The discovery of the sophisticated spyware, called Pegasus, capable of infiltrating and remotely taking control of iPhones without leaving a trace, forced Apple to push out a security update last week.
The software came to light after researchers said the Emirati rights activist, Ahmed Mansoor, was targeted by a simple text message that asked him to tap on a link for information on detainees tortured in the UAE. Suspicious, he forwarded it to internet watchdog group Citizen Lab.
The software can track calls and contacts, collect passwords, read text messages and emails, record calls and trace the whereabouts of the user. Mike Murray, a researcher with Lookout, a San Francisco-based smartphone security company, called it “one of the most sophisticated pieces of cyberespionage software we’ve ever seen.”
The exploit took advantage of previously undisclosed weaknesses in Apple’s mobile operating system, iOS 9.3.5, according to reports published late last month by Lookout and Citizen Lab.
According to a report Wednesday in the Yedioth Ahronoth daily, the Defense Ministry’s Defense Export Controls Agency (DECA), which must approve the export of sensitive security products, gave NSO Group permission to sell the software to an Arab company.
The report said the decision was met with a great deal of criticism within the agency.
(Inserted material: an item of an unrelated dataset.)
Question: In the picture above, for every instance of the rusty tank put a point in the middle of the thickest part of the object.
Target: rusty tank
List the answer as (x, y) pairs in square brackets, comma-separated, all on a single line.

A senior Defense Ministry staffer called the export license “a scandal.”
A Foreign Ministry official — none of the report’s sources were named due to the sensitivity of the case — noted that the Israeli company is not accused of taking part in the attempted hacking, but said “the very fact that the company is being linked in the press to a cyberattack on a human rights activist damages the country’s good name.”
According to the report, the original license allowed NSO to sell a version of Pegasus that would take over the iPhone without requiring its user to even tap the link that would download the spyware. Merely receiving the text message would allow the takeover. DECA then changed the license to only permit the sale of the version that requires a tap on the link.
The sale itself was facilitated by former senior officials in Israel’s defense establishment.
The Arab company, its home country and the officials involved on either side were not named in the Yedioth report.
In a statement last month that stopped short of acknowledging the spyware was its own, the NSO Group said its mission was to provide “authorized governments with technology that helps them combat terror and crime.”
“The agreements signed with the company’s customers require that the company’s products only be used in a lawful manner,” the statement read. “Specifically, the products may only be used for the prevention and investigation of crimes.”
The company said that it “does not operate the software for its clients, it just develops it,” according to Channel 2.
Israeli companies have been criticized in the past for selling software to monitor internet and phone communication to regimes with poor human rights records, including in Uzbekistan and Kazakhstan, as well as Colombia, Trinidad and Tobago, Uganda, Panama and Mexico, according to the NGO Privacy International.
In a statement to Yedioth, the Defense Ministry said it “operates an orderly oversight mechanism, under law,” of sensitive defense exports, “that works in close cooperation with the Foreign Ministry.”